Paris la subit vers la fin d’août avec une grande intensité. Cette recrudescence a eu lieu partout où le choléra s’est montré, et n’a été ni mieux prévue, ni mieux expliquée que ses autres symptômes.

J’ai remarqué, pendant ces jours d’effroi, combien on parlait du choléra avec les ménagements respectueux qu’inspire toujours une puissance dont on a peur. Difficilement lui donnait-on tort. Chaque victime, tombée sous ses coups, avait assurément mérité son sort par quelque imprudence, ou bien par une organisation défectueuse.

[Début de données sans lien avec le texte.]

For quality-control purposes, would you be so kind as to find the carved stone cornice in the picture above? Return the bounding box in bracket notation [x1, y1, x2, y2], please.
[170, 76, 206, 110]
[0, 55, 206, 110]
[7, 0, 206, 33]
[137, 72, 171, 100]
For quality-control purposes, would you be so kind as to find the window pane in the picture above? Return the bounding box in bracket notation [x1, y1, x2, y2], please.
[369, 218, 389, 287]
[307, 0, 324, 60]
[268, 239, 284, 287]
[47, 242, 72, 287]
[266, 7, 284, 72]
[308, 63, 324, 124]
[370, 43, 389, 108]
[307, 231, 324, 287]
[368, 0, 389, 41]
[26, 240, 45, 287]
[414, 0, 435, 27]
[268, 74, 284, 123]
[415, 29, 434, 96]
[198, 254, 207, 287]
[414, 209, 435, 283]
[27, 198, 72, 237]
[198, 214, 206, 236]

Cela me rappelait notre empressement à trouver des motifs aux exils ordonnés par l’empereur Napoléon et la façon dont les russes expliquent les envois en Sibérie émanés du caprice de leur souverain. Nous traitions le choléra en potentat redouté. Il semble qu’on éloigne le danger de soi en accusant celui qui en souffre de l’avoir mérité par des fautes.

Voilà une longue digression, mais il faut pardonner un peu d’entraînement sur un pareil sujet. Lorsqu’il tombe sous la plume les souvenirs arrivent en foule, et, quoique bien pénibles, ils ont laissé des impressions impossibles à refouler.

Bien des générations se succéderont, j’espère, avant qu’un tel spectacle se renouvelle ; mais, elles peuvent le tenir pour certain, il n’y a rien de plus effrayant, de plus formidable, de plus solennel que l’aspect d’une ville de onze cent mille âmes pliée sous le poids d’un pareil fléau, et pourtant, tout le monde se raidissait contre l’accablement, tout le monde accomplissait les devoirs de son état.